Antonio Gramsci, 1891-1937, em “Cartas da Prisão”

Sem precisar ir tão longe, aqui entre nós, o deputado “verde” pelo estado do Rio de Janeiro, Antonio Gabeira, é autor de uma frase de teor semelhante que ilustra bem a questão.

“No caos está contido o germe de uma nova ordem.”

Antonio Gabeira, deputado federal, PV-RJ

Essa parece ser a questão relevante: no aparente “caos”, é possível, com um esforço de “apurar” a visão, vislumbrar sinais de mudança, ainda que imprecisos, se compararmos à situação de dez anos atrás. O professor de filosofia da Universidade Federal do Rio Grande do Sul, Denis Rosenfield, em recente entrevista na Folha de São Paulo (22.04.2001), lança algumas luzes sobre o assunto.

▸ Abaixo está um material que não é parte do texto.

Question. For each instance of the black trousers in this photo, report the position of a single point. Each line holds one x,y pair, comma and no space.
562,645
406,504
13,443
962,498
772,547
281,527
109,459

“Há uma crise estrutural no modo de se fazer política no Brasil. (…) O governo FHC, com seus problemas e tropeços, levou a cabo um processo de modernização de nosso país. Estas modificações foram feitas recorrendo aos métodos tradicionais da política brasileira, onde a exigência de moralidade não era prioritária. Ou seja, o governo FHC para modernizar o país usou de velhos instrumentos. O impasse que estamos vivendo consiste em que o ‘velho’ e o ‘novo’ coexistem, de certa maneira, nos mesmos personagens e partidos políticos.”

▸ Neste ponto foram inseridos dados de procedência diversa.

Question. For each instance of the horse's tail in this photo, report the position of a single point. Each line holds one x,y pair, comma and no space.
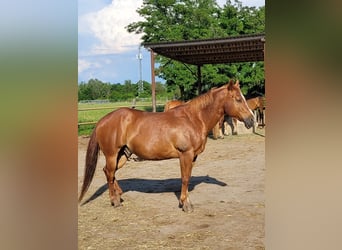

Denis Rosenfield, professor de filosofia, UFRS

Um modo danoso de fazer política, cultivado com afinco e impunidade durante séculos, não muda em anos. O tempo para isso deve ser medido em décadas. A diferença perceptível é que, antes, essas coisas todas aconteciam mas não apareciam. Hoje, podem vir à luz do dia sem que o mundo se acabe, enquanto a sociedade começa a usar, com empenho crescente, os mecanismos para fazer pressão pelas mudanças desejadas.

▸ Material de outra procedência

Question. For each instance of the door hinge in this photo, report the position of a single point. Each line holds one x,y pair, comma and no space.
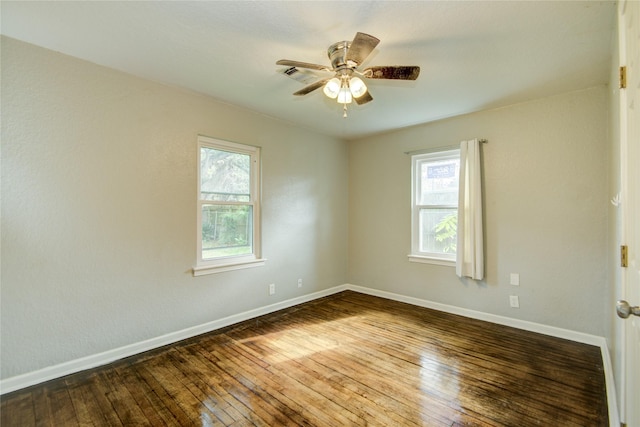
623,77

“… as instituições democráticas, republicanas, estão mostrando vitalidade e regram os conflitos e contradições em curso. Os escândalos são uma mostra de força da democracia brasileira. O que distingue a situação atual das anteriores é que os problemas aparecem, são discutidos. Quando a sujeira sai para a rua se pode limpá-la.”